La presqu’île du Cotentin : Un rempart à la tempête.

publié le 7 février 2016 (modifié le 8 février 2016)

Dimanche 07 février

Les conditions météorologiques de ces derniers jours ont engendré une mer très forte en manche conduisant les capitaines à trouver refuge en Baie de Seine.

33 mouillages ont déjà été attribués par le CROSS Jobourg et les demandes continuent d’affluer en provenance des navires ayant appareillés depuis les ports de l’Europe du Nord. À ces navires il faut rajouter les 9 navires en dérive contrôlée aussi que les plus téméraires, qui ont lutté jusqu’au DST (Dispositif de Séparation du Trafic) des Casquets et qui, contraints d’abandonner, doivent faire demi-tour.

Ce phénomène n’est pas nouveau et rappelle l’année 2014 où, à la même période, plus de 60 navires avaient trouvé refuge en baie de seine.
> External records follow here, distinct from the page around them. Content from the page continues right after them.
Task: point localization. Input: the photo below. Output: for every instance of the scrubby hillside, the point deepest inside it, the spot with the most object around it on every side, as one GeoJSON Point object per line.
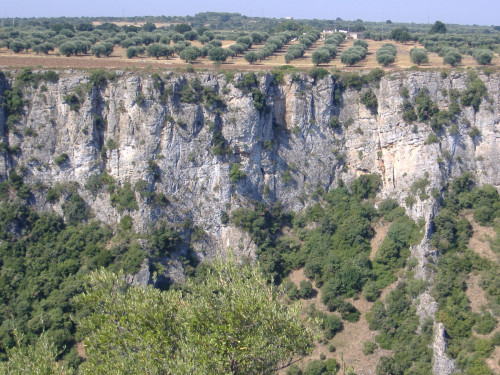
{"type": "Point", "coordinates": [158, 173]}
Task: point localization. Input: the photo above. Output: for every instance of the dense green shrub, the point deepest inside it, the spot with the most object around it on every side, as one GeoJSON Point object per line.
{"type": "Point", "coordinates": [315, 367]}
{"type": "Point", "coordinates": [331, 325]}
{"type": "Point", "coordinates": [61, 159]}
{"type": "Point", "coordinates": [369, 99]}
{"type": "Point", "coordinates": [235, 173]}
{"type": "Point", "coordinates": [306, 290]}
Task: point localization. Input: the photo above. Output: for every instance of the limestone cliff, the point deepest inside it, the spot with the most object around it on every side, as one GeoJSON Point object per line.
{"type": "Point", "coordinates": [140, 127]}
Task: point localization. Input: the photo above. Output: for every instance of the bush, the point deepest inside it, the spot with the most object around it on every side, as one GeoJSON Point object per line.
{"type": "Point", "coordinates": [61, 159]}
{"type": "Point", "coordinates": [419, 56]}
{"type": "Point", "coordinates": [318, 73]}
{"type": "Point", "coordinates": [315, 367]}
{"type": "Point", "coordinates": [73, 101]}
{"type": "Point", "coordinates": [369, 347]}
{"type": "Point", "coordinates": [369, 99]}
{"type": "Point", "coordinates": [75, 209]}
{"type": "Point", "coordinates": [331, 325]}
{"type": "Point", "coordinates": [306, 290]}
{"type": "Point", "coordinates": [235, 173]}
{"type": "Point", "coordinates": [126, 222]}
{"type": "Point", "coordinates": [294, 370]}
{"type": "Point", "coordinates": [483, 56]}
{"type": "Point", "coordinates": [123, 198]}
{"type": "Point", "coordinates": [485, 324]}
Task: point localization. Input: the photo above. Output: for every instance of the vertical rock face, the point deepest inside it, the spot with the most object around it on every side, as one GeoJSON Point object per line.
{"type": "Point", "coordinates": [442, 364]}
{"type": "Point", "coordinates": [125, 126]}
{"type": "Point", "coordinates": [141, 128]}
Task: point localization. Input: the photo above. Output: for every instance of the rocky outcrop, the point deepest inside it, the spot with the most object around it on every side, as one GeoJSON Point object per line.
{"type": "Point", "coordinates": [139, 127]}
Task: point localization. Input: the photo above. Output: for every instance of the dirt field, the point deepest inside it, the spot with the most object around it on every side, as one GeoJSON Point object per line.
{"type": "Point", "coordinates": [118, 60]}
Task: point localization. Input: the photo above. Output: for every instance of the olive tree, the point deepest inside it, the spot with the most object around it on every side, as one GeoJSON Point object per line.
{"type": "Point", "coordinates": [217, 54]}
{"type": "Point", "coordinates": [232, 322]}
{"type": "Point", "coordinates": [483, 56]}
{"type": "Point", "coordinates": [37, 358]}
{"type": "Point", "coordinates": [251, 57]}
{"type": "Point", "coordinates": [419, 56]}
{"type": "Point", "coordinates": [321, 56]}
{"type": "Point", "coordinates": [189, 54]}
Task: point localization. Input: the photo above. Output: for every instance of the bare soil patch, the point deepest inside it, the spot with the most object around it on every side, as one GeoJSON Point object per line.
{"type": "Point", "coordinates": [493, 361]}
{"type": "Point", "coordinates": [118, 59]}
{"type": "Point", "coordinates": [475, 293]}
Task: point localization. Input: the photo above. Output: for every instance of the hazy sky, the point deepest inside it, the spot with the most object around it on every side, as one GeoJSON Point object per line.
{"type": "Point", "coordinates": [481, 12]}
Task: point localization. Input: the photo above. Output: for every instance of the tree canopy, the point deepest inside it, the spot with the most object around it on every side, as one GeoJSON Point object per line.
{"type": "Point", "coordinates": [232, 322]}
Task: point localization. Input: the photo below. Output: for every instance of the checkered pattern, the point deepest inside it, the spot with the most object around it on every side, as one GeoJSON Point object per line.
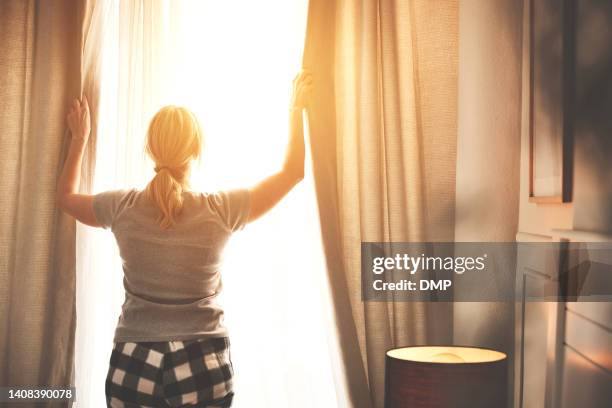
{"type": "Point", "coordinates": [170, 374]}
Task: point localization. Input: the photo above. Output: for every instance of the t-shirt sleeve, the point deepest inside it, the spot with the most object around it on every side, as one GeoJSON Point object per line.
{"type": "Point", "coordinates": [232, 207]}
{"type": "Point", "coordinates": [107, 205]}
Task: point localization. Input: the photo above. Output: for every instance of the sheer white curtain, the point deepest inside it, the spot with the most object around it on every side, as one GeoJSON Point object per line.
{"type": "Point", "coordinates": [232, 63]}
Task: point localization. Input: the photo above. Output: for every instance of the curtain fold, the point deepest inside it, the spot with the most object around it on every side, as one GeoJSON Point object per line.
{"type": "Point", "coordinates": [40, 73]}
{"type": "Point", "coordinates": [383, 133]}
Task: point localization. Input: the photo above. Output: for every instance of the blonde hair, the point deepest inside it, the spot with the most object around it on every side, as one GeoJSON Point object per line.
{"type": "Point", "coordinates": [174, 139]}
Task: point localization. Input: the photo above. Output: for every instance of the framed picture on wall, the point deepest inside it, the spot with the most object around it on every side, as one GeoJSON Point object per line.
{"type": "Point", "coordinates": [551, 88]}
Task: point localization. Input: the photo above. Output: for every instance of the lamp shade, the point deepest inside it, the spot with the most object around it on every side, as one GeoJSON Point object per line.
{"type": "Point", "coordinates": [444, 377]}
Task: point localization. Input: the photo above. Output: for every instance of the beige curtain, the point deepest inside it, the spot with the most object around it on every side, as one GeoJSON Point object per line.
{"type": "Point", "coordinates": [40, 73]}
{"type": "Point", "coordinates": [383, 131]}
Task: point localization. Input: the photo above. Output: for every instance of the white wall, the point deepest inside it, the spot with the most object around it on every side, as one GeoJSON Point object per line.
{"type": "Point", "coordinates": [488, 153]}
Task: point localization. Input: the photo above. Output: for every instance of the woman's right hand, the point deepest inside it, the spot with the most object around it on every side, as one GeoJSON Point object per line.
{"type": "Point", "coordinates": [302, 87]}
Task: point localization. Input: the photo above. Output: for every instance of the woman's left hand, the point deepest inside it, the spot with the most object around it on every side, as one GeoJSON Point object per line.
{"type": "Point", "coordinates": [79, 120]}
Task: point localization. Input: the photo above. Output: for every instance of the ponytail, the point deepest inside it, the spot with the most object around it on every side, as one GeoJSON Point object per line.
{"type": "Point", "coordinates": [173, 140]}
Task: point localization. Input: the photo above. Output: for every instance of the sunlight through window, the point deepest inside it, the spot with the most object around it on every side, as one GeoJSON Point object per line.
{"type": "Point", "coordinates": [232, 63]}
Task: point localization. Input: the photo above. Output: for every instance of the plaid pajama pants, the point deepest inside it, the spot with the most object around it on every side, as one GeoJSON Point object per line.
{"type": "Point", "coordinates": [195, 373]}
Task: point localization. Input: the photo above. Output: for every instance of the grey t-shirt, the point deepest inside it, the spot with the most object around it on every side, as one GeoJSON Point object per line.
{"type": "Point", "coordinates": [171, 276]}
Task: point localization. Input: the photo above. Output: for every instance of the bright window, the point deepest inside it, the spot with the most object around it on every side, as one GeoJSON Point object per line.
{"type": "Point", "coordinates": [232, 63]}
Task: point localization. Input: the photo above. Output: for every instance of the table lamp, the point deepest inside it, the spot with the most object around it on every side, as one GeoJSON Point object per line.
{"type": "Point", "coordinates": [444, 377]}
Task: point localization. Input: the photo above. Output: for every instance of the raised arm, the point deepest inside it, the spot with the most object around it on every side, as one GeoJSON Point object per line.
{"type": "Point", "coordinates": [271, 190]}
{"type": "Point", "coordinates": [80, 206]}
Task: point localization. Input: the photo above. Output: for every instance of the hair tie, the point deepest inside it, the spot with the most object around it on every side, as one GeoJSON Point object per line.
{"type": "Point", "coordinates": [160, 168]}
Comme en 2014, même les géants des mers se sont mis à l’abri (365m de long pour le plus gros navire au mouillage en 2014 ; 396m long cette fois-ci avec le porteur conteneurs de la CMA-CGM le « VON HUMBOLDT »).

Et le plus petit

Pourquoi, La Baie de Seine est un bon abri ?

Un rempart de taille
La presqu’île du Cotentin protège les navires des vents d’Ouest et de la mer.

Des fonds adaptés
La Baie de Seine est une zone relativement peu profonde et dispose d’un fond de « bonne tenue » ces 2 qualités permettent en plus d’une « croche » efficace de l’ancre, la mise à l’eau d’un nombre suffisant de maillons « longueur de chaîne » ce qui a pour effet d’augmenter le poids du mouillage mais aussi de diminuer l’angle de tir du navire sur son ancre, accentuant l’enfouissement de cette dernière et donc sa tenue.

De l’espace
Risque d’échouement : La géographie de la Baie de Seine fait, que sous l’action des vents dominants, les navires sont écartés de la côte si ils dérapent sur leur ancre.
Risque d’abordage : Les navires au mouillage ne sont pas immobiles, ils évoluent sous l’action des vents et des courants dans un cercle (cercle d’évitage) dont le centre est le point où l’ancre a « crochée ». C’est pourquoi les points de mouillage sont séparés de 2 milles marins ( 3,6 km).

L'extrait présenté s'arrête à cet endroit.